The median follow-up period was 5 years [IQR 2–9]. The pouchitis follow-up was up to date for n = 175 [86%] of the patients. The 10-year pouchitis rate was 50%, and was significantly higher in the patient group with an inflamed rectal stump when compared with patients with a non-inflamed rectal stump [54% vs 26%, plog = 0.024, respectively; Table 3 and Figure 2a]. Therapy-refractory pouchitis did not occur in patients without active inflammation in the rectal stump, and was significantly more frequently seen in patients with active inflammation [14% vs 0%, plog = 0.054, Figure 2b]. For patients with or without diversion proctitis the 10-year pouchitis rates were comparable [53% vs 40%, p = 0.811]. Cuffitis was observed in 17 patients. All these patients had an actively inflamed rectal stump. The 10-year cuffitis rate was not significantly different between patients with and without an inflamed rectal stump [17% vs 0%, p = 0.074]. In patients with inflammatory bowel disease unclassified [IBDU] the pouchitis rate was 80.5%.

Figure 2. [a]

Kaplan‐Meier curve 10-year pouchitis rate in patients with inflamed and non-inflamed rectal stump. [b] Kaplan‐Meier curve 10-year therapy-refractory pouchitis rate in patients with inflamed and non-inflamed rectal stump.

In univariate analyses, active inflammation in the rectal stump, IBDU diagnosis, and receiving systemic steroid within 3 months before pouch surgery, were associated with the development of pouchitis. As all 12 patients who used systemic steroids within 3 months before pouch surgery had an inflamed rectal stump, steroid useage was excluded from the multivariate model due to multicollinearity. In multivariate analysis, inflammation in the rectal stump (hazard ratio [HR] 2.6, 95% CI: 1.1–6.0, p = 0.025) and IBDU diagnosis [HR 2.5, 95% CI: 1.3–5.0, p = 0.006] remained significantly associated with the development of overall pouchitis [Table 4]. Thirteen patients needed permanent defunctioning, of whom nine had pouchitis; all nine also had rectal stump inflammation.
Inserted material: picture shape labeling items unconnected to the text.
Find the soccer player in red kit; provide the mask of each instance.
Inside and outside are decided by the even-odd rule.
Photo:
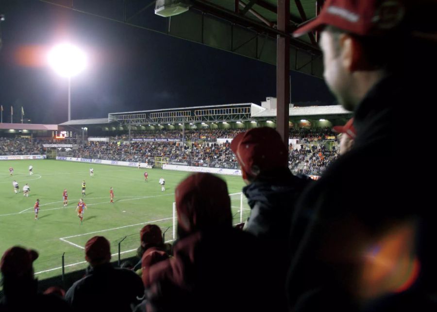
[[[35,209],[35,220],[38,220],[38,212],[39,211],[39,199],[36,200],[35,203],[35,206],[34,206],[34,209]]]
[[[111,202],[114,204],[114,190],[112,188],[109,189],[109,198],[111,199]]]
[[[84,202],[84,200],[81,198],[79,202],[77,203],[77,208],[76,211],[77,212],[77,216],[81,219],[81,224],[84,220],[84,211],[86,209],[86,205]]]
[[[64,199],[64,207],[66,207],[68,204],[68,194],[67,191],[67,189],[64,190],[64,193],[62,193],[62,198]]]

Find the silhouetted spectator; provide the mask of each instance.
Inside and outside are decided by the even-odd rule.
[[[85,259],[92,269],[67,291],[66,300],[74,311],[127,311],[141,302],[144,287],[134,272],[109,263],[109,242],[94,236],[85,245]]]
[[[175,198],[180,240],[173,258],[150,268],[148,311],[277,311],[269,271],[277,251],[232,227],[225,182],[196,173]]]
[[[33,262],[38,253],[16,246],[6,250],[0,261],[4,296],[0,311],[70,311],[67,303],[54,295],[37,293]]]

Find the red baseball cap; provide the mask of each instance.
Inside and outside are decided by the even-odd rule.
[[[92,263],[111,259],[109,242],[103,236],[94,236],[85,244],[85,259]]]
[[[162,244],[162,232],[159,226],[154,224],[144,225],[140,232],[140,239],[141,243],[145,244]]]
[[[326,0],[319,16],[298,28],[293,35],[298,37],[328,25],[360,35],[382,35],[397,28],[404,20],[406,2]]]
[[[356,137],[356,131],[353,127],[353,118],[351,118],[344,126],[334,127],[332,131],[337,133],[346,133],[352,139],[355,139]]]
[[[231,149],[243,171],[252,176],[278,168],[286,167],[288,151],[279,133],[268,127],[254,128],[239,134]]]
[[[32,264],[38,259],[38,253],[14,246],[4,252],[0,260],[0,271],[4,276],[22,277],[33,273]]]
[[[183,181],[175,191],[178,224],[187,233],[232,226],[231,199],[226,182],[200,173]]]

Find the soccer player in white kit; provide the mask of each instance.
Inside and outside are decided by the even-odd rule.
[[[165,187],[166,185],[166,180],[164,179],[164,178],[161,177],[161,178],[159,179],[159,184],[161,184],[161,191],[164,191],[166,190],[166,188]]]

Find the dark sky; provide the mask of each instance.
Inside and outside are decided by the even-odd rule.
[[[10,121],[11,105],[14,122],[19,122],[21,106],[33,123],[67,121],[67,79],[29,57],[36,52],[42,58],[50,47],[66,40],[82,47],[89,58],[86,70],[72,79],[72,119],[121,111],[259,104],[275,96],[276,68],[259,61],[36,0],[0,0],[0,13],[6,17],[0,51],[4,122]],[[152,7],[144,14],[150,15],[151,22],[165,25]],[[332,103],[322,80],[291,75],[292,102]]]

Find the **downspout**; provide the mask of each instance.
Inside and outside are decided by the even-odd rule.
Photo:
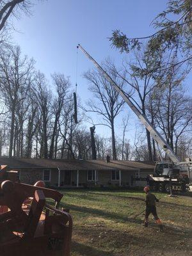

However, the incidence of therapy-refractory pouchitis and cuffitis was too low to perform multivariate analysis.

Table 4.

Multivariate analyses.

Risk factors for 10-year pouchitis
	Univariate [HR and CI]	p value	Multivariate [HR and CI]	p value
Clinical factors
Female	0.914 [0.579–1.445]	0.701
Diagnosis IBDU [ref: UC]	2.455 [1.258–4.788]	0.008	2.544 [1.304–4.963]	0.006
PSC	1.417 [0.445–4.512]	0.556
Smoking [ref: no]		0.554
Previously	1.322 [0.794–2.202
Yes	1.178 [0.513–2.615]
Complications after STC	0.980 [0.563–1.706]	0.944
UC location [ref: right-sided]		0.958
Left-sided	0.833 [0.288–2.413]
Pancolitis	0.757 [0.262–2.189]
Toxic megacolon	0.833 [0.268–2.585]
Rectal stump therapy before IPAA	0.203 [0.660–2.191]	0.547
Systemic steroid useage before IPAA	2.725 [1.352–5.492]	0.005	-
Preoperative medication, any	1.001 [0.982–1.021]	0.891
Anastomotic leakage	0.982 [0.450–2.141]	0.963
Actively inflamed distal rectal stump	2.523 [1.094–5.815]	0.030	2.592 [1.124–5.978]	0.025
Diversion proctitis distal rectal stump	1.078 [0.581–2.002]	0.812

UC, ulcerative colitis; IBDU, inflammatory bowel disease unclassified; STC, subtotal colectomy; IPAA, ileal pouch-anal anastomosis; PSC, primary sclerosing cholangitis; HR, hazard ratio; CI, confidence interval.

4. Discussion

This is the first study that systematically assessed inflammation in the rectal stump by a validated pathological scoring system, and correlated results to short- and long-term morbidity after pouch surgery. The study showed that the majority of patients [82%] had an actively inflamed rectal stump after subtotal colectomy, which was significantly associated with the development of pouchitis and therapy-refractory pouchitis. Active inflammation in the rectal stump was not significantly associated with overall postoperative complications or anastomotic leakage.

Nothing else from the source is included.